Victoria Tong ’25 said she was impressed by Dartmouth’s ability to feature such important figures in the “global art scene.” She described the 2025 Walter Picard Lecture as an “invaluable opportunity” to learn about art, Berlin and risk-taking.
“The last few months have been a really interesting time at Dartmouth where all of these big names and prominent figures are coming, and they seem to be delivering the same message: we need to be more creative,” Tong said.
As an economics student at Dartmouth with a long-standing appreciation for modern art, Tong said she was inspired by Fellrath’s nontraditional career path, which began in the economics and political science spheres.

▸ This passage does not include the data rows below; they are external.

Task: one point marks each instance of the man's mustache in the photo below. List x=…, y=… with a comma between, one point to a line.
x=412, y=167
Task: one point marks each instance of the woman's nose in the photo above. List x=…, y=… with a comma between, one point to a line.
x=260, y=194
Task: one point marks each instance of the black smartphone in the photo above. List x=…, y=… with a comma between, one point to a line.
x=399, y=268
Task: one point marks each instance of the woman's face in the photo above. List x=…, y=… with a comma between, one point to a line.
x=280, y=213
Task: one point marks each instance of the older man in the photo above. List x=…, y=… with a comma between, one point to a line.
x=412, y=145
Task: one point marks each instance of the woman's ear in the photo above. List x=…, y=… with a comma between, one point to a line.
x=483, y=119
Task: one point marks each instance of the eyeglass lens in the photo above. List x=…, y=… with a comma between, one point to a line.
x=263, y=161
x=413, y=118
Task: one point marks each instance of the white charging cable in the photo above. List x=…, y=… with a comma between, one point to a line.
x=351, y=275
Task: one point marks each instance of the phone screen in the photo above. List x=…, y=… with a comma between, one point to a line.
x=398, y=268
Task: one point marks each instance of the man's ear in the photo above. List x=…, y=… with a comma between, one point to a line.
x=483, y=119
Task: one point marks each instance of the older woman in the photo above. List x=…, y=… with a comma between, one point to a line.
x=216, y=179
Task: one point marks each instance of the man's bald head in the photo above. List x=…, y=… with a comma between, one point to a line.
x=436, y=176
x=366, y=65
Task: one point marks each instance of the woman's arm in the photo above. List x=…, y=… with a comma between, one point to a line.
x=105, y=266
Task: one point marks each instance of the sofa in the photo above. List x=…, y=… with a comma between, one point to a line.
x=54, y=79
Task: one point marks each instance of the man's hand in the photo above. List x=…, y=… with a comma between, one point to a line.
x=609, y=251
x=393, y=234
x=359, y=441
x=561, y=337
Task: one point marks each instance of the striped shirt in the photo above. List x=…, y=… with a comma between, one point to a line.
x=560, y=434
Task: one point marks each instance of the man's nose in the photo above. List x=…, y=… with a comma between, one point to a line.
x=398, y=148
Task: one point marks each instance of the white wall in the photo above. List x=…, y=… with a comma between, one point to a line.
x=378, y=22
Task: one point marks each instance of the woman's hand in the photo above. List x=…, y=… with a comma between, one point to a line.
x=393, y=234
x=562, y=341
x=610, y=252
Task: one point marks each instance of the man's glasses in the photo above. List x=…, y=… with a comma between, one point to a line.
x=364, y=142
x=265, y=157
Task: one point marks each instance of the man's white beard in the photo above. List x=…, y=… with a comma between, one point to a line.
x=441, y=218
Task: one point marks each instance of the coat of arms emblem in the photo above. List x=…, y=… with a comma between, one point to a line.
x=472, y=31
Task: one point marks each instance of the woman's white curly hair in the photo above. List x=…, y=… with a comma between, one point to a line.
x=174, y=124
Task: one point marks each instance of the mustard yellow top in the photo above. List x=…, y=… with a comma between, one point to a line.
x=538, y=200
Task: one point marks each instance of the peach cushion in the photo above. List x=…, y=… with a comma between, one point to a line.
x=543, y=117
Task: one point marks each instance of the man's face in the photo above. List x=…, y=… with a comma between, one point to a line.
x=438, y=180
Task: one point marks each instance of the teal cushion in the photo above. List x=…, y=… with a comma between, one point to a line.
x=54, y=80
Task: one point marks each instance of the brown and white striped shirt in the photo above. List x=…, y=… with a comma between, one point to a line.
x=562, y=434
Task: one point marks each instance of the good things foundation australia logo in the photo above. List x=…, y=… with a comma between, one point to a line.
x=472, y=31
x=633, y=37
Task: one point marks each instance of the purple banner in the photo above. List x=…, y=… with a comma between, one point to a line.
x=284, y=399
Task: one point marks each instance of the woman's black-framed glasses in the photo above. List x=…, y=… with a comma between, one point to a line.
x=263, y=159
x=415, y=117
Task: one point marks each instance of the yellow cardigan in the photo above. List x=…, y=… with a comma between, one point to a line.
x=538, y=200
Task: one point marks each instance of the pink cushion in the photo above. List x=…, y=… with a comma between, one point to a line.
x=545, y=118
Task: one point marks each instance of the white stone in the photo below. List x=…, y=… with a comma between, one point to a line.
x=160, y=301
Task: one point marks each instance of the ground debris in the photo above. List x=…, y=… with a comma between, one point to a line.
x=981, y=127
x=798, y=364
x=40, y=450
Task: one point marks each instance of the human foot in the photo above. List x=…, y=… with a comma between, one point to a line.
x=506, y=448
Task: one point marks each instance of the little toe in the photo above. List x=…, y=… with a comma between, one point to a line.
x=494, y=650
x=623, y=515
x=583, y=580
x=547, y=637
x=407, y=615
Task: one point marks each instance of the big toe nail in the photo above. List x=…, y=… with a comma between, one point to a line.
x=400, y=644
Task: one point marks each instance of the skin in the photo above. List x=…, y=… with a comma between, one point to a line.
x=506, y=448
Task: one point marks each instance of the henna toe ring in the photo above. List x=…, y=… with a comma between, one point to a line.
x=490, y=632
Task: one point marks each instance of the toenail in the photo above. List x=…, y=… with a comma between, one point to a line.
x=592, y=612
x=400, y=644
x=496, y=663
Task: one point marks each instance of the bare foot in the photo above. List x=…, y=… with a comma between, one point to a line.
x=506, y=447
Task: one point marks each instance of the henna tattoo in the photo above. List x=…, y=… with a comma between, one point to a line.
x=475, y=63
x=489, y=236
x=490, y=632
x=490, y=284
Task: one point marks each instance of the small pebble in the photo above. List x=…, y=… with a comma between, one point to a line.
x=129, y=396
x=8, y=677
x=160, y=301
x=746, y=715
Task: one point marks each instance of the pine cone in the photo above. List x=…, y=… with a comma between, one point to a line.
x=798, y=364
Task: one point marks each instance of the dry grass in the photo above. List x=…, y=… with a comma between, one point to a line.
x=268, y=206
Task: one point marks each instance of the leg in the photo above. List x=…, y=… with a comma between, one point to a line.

“There is hope for me to have an encore career in something that doesn’t solely have to do with economics,” Tong added.
Art history major Chandini Peddanna ’25, who joined Bardaouil and Fellrath for a meal at Pine Restaurant the day before their talk, characterized the duo’s curatorial process as “fresh” and “inspiring.”
“When I’ve met with curators in the past, they have a very rudimentary kind of way of doing things, like, ‘This is the way it’s always been done, so this is the way we’re gonna stay with it,’” Peddanna explained. “But I feel like the way [Bardaouil and Fellrath] interact with the art goes beyond thematic experimentation. They’re interacting with the building and the culture of the people of the places they’re representing.”
Throughout the lecture, Fellrath and Baradaoil emphasized the importance of “challenging art hierarchies” and “tearing down” the elitism and classism traditionally associated with art museums.
“‘Nice’ is a little boring,” Fellrath quipped during the lecture.
His aim, instead, is to create a “physical, guttural encounter” similar to music, food and other digestible artforms that “don’t ask all these complicated questions.” Fellrath said he privileges visceral art that “makes you feel something” over conceptual art to which it is more difficult for the general public to connect.
Fellrath and Baradaoil said they empower visitors to their museum by encouraging the “democratic and open power to interpret a work of art.”
“We actually want people to form their own opinions and be critical of what museums put out there, and critical of the world,” Fellrath said.